From the Experts: Top 10 Real Estate Issues

The Counselors of Real Estate (CRE) recently identified common cross-industry issues that are impacting real estate executives. These issues cover shifting demographics, capital markets, new uses of technology, and the role of sustainability.  My interpretation of the results are below:

  • Demographics: An aging population will have an impact on demand for real estate, however millions of new pensioners will push fund managers to focus on asset allocation decisions on stable asset classes, including real estate.

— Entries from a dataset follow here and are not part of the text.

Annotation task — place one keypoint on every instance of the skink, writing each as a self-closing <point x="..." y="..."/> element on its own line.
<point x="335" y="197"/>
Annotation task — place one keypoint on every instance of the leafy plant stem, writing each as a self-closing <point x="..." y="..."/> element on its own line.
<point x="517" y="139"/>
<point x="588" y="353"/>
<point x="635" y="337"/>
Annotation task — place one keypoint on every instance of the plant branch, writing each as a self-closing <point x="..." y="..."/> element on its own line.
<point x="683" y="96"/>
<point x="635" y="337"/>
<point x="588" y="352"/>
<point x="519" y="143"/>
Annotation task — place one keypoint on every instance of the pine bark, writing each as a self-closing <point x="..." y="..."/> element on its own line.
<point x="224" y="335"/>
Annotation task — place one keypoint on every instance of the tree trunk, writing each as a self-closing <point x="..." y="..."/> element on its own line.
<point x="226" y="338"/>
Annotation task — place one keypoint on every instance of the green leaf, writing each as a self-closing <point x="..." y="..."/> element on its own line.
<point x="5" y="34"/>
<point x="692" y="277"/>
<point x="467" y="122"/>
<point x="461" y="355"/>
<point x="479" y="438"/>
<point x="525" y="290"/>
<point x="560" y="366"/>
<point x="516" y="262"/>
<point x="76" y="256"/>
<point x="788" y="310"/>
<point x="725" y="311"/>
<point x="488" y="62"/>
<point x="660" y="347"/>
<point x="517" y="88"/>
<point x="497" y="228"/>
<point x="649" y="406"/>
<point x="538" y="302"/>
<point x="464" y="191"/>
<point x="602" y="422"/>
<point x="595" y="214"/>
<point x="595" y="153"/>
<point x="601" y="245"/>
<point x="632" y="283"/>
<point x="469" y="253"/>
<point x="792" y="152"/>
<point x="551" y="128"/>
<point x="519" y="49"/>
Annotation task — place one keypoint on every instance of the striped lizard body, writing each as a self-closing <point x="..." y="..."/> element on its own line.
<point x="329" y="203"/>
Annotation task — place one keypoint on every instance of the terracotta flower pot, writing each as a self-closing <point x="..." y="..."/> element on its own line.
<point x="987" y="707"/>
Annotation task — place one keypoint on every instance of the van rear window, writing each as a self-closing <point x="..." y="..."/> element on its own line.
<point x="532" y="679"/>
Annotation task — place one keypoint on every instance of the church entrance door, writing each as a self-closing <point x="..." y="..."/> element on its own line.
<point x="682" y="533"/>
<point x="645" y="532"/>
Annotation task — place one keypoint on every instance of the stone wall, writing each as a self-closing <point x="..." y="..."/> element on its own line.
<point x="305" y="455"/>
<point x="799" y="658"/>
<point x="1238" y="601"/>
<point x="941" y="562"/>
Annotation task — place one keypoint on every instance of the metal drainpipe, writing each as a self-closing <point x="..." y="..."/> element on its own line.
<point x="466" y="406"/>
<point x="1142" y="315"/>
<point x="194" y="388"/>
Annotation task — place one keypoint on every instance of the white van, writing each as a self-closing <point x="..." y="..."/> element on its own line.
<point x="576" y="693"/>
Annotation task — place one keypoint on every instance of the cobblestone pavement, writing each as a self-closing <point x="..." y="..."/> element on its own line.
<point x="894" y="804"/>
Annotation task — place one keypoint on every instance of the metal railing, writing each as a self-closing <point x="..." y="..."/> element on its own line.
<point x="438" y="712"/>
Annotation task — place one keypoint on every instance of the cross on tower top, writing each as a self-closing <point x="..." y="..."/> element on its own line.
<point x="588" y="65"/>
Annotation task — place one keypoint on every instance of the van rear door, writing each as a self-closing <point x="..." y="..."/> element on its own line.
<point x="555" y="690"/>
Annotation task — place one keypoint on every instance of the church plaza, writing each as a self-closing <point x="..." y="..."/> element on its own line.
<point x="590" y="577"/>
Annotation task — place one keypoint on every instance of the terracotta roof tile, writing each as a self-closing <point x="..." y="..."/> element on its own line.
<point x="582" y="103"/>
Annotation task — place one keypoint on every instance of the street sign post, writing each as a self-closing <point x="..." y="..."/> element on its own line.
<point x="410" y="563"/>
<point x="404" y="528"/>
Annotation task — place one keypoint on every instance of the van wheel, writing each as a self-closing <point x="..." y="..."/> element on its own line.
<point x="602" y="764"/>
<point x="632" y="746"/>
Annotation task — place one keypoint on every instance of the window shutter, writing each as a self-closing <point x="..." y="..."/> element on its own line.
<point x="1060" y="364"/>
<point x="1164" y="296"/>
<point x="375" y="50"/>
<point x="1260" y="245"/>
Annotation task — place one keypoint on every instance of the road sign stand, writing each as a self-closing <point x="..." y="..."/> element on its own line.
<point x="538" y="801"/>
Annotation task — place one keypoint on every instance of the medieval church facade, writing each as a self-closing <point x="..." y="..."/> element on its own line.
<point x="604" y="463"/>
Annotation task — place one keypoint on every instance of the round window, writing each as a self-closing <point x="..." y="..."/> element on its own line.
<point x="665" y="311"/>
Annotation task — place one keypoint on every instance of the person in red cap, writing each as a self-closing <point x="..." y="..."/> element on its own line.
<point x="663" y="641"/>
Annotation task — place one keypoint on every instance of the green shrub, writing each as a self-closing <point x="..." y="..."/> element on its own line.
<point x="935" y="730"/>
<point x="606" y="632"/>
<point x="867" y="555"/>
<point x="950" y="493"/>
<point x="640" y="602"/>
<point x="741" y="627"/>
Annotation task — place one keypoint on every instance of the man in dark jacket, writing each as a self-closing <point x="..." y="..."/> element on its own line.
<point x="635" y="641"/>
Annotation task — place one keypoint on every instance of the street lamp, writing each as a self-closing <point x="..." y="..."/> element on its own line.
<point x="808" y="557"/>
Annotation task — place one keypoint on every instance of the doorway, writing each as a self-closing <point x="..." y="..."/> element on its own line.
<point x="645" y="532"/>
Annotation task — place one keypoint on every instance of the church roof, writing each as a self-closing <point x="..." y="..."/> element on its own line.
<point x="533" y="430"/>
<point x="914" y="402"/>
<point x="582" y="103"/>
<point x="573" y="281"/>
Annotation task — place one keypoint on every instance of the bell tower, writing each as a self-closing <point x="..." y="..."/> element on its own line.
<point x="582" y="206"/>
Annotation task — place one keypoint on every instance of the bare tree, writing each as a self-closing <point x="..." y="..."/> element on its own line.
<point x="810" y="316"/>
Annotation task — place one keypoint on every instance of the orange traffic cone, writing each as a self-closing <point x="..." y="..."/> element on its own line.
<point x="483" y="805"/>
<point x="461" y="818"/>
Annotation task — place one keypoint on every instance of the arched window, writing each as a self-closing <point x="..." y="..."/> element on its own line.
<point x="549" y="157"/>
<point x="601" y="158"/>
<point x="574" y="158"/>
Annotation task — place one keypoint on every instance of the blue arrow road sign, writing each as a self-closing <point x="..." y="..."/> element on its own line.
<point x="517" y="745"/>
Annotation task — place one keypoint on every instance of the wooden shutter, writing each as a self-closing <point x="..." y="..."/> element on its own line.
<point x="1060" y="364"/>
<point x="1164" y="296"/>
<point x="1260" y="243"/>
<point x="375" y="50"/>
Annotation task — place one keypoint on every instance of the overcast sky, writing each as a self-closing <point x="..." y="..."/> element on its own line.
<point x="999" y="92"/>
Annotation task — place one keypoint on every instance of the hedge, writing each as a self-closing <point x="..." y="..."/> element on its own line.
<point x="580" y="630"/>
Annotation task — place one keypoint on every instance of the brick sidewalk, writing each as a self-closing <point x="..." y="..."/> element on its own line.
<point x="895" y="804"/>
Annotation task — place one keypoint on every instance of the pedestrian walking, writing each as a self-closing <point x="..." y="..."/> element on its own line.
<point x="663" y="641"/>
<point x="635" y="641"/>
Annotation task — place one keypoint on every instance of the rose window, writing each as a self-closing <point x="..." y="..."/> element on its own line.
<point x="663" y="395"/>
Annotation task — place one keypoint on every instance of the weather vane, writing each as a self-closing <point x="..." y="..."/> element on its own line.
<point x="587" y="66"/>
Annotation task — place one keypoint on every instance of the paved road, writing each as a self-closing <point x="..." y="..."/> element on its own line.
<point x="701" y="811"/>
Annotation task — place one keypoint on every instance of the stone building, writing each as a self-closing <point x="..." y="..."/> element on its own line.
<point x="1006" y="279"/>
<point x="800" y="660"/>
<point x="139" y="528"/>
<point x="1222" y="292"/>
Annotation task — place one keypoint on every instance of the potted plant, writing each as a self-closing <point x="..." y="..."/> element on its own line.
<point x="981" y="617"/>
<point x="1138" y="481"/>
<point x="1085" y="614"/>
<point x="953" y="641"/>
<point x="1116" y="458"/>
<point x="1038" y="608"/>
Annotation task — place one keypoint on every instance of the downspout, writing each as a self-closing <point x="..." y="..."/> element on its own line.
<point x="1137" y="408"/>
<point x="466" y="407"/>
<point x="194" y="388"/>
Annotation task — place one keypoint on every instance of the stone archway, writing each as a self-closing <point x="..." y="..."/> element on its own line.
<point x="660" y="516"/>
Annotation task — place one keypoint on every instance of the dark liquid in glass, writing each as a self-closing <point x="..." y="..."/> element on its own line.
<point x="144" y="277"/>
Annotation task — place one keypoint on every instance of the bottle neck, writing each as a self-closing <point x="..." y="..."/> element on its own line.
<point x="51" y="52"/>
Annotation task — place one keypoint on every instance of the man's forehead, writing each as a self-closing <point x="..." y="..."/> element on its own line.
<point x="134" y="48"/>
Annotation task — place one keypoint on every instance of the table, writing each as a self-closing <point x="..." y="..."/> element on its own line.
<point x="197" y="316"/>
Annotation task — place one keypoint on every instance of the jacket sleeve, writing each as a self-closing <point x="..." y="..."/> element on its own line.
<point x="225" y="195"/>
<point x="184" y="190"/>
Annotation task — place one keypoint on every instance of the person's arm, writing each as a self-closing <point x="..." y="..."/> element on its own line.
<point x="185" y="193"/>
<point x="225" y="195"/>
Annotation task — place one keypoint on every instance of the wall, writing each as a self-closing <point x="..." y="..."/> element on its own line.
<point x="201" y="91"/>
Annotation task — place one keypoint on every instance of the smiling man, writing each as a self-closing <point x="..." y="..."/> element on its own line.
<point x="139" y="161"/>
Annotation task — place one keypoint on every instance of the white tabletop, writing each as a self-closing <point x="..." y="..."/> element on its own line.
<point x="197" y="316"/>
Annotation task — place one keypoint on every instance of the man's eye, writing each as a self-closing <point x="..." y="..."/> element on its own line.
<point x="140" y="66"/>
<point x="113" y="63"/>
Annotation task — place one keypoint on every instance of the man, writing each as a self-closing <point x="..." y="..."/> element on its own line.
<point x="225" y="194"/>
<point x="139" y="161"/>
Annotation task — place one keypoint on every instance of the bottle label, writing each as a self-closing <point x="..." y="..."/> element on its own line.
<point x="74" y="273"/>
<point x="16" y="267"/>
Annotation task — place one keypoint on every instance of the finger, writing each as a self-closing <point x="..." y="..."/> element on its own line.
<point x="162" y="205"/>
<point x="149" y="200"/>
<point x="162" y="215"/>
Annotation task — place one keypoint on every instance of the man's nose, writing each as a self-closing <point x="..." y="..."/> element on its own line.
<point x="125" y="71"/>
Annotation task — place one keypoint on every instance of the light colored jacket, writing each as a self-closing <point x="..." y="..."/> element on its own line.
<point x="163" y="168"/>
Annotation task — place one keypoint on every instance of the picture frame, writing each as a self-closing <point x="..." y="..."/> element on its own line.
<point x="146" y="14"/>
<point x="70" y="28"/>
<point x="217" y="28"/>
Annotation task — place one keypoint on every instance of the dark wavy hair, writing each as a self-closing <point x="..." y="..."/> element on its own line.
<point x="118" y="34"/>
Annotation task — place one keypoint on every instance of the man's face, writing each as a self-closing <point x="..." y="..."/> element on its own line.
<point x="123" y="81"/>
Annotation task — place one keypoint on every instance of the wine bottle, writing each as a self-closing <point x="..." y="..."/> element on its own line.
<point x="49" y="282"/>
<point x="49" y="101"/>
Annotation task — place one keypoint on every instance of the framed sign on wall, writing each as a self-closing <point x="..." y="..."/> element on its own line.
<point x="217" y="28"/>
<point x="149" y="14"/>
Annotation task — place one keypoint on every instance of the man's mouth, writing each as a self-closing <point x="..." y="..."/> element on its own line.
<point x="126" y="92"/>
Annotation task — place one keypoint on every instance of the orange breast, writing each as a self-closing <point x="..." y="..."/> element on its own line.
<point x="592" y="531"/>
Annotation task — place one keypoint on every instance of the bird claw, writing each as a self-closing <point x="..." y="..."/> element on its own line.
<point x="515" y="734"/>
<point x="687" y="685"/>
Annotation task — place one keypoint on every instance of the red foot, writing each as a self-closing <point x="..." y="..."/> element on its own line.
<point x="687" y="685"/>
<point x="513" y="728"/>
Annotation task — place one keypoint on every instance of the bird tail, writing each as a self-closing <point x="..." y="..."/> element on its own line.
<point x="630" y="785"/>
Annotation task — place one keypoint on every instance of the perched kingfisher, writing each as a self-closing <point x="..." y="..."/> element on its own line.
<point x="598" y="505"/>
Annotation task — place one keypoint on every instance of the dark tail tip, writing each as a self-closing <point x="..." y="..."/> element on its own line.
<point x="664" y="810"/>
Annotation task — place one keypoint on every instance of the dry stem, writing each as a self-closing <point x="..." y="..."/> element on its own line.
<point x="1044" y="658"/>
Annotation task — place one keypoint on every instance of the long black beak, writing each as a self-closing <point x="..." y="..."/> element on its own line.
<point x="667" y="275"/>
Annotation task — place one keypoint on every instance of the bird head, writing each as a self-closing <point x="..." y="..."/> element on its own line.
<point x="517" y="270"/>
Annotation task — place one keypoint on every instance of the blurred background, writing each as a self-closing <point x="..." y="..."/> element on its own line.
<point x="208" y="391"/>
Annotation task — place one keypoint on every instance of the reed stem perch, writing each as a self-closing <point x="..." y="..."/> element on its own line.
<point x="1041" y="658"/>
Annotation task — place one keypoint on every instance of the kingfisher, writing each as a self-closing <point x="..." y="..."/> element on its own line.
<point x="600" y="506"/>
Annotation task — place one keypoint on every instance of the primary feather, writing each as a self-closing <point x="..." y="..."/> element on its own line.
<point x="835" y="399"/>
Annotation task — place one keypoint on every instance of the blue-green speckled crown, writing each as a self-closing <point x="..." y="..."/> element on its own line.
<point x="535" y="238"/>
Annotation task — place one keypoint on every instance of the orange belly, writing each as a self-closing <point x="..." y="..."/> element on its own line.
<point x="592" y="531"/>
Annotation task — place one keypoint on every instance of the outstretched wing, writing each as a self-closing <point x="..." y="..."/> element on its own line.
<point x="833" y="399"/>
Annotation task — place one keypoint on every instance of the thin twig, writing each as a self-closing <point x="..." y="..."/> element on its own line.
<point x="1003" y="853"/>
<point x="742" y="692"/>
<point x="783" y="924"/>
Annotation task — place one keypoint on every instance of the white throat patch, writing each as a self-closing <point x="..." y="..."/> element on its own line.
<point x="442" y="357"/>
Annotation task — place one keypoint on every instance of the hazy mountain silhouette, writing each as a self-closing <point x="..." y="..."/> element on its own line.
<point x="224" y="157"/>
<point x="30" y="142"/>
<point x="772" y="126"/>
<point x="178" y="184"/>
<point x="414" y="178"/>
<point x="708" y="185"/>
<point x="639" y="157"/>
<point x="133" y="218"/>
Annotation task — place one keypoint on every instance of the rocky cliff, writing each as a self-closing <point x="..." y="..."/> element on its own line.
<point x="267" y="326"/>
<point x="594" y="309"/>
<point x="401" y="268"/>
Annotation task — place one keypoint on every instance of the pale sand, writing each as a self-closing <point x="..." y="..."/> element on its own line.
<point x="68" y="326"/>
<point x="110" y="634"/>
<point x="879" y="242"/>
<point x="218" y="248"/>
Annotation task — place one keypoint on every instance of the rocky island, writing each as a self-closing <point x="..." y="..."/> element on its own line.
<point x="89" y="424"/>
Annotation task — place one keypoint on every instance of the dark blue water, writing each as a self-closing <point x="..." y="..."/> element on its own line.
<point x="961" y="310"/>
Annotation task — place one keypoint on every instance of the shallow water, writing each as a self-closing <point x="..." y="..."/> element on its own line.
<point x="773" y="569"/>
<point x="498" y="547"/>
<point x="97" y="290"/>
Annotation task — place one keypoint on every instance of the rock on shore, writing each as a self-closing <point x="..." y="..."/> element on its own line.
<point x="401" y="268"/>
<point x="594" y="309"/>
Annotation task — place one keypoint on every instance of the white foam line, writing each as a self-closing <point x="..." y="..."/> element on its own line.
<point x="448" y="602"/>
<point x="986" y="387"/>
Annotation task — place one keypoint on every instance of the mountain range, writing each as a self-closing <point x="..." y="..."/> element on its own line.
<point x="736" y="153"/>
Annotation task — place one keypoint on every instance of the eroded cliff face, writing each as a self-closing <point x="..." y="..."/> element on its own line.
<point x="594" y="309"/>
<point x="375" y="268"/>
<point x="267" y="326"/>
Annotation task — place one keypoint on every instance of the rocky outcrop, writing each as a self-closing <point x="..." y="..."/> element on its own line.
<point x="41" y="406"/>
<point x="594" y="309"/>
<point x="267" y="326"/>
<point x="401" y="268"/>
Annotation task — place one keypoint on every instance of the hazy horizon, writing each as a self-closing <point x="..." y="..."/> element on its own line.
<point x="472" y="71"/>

On the other hand, the redirection of public funds to retirement systems will challenge the ability to provide basic services and infrastructure.
  • Capital Markets and Finance: Liquidity leads the list of concerns. Indeed, access to capital is causing uncertainty in many industries. Specifically for real estate, the capital "hangover" from previous over-allocations will continue to limit capital for some time into the future. That being said, there is a spark of hope as cash-strapped state and local governments create development opportunities by leveraging their hard assets through Public-Private Partnerships. The dynamics of political gridlock and global economic crises, paired with civil discord in pockets around the world are also concerning for future fundraising efforts.
  • Technology: the increased use of technology in process automation and alternative workplace strategies is shrinking the need for industrial and office space. Meanwhile, the internet is turning traditional "brick and mortar" stores into Amazon.com showrooms, as shoppers turn to web-shopping rather than cash-and carry approach, resulting in less demand for retail space.
  • Sustainability is well-integrated through global enterprise. From corporate governance and management to reporting systems and supply chains, executives are building sustainability into the fabric of their organizations. Real estate is still and will continue to be the primary focus in many corporations' sustainability strategies.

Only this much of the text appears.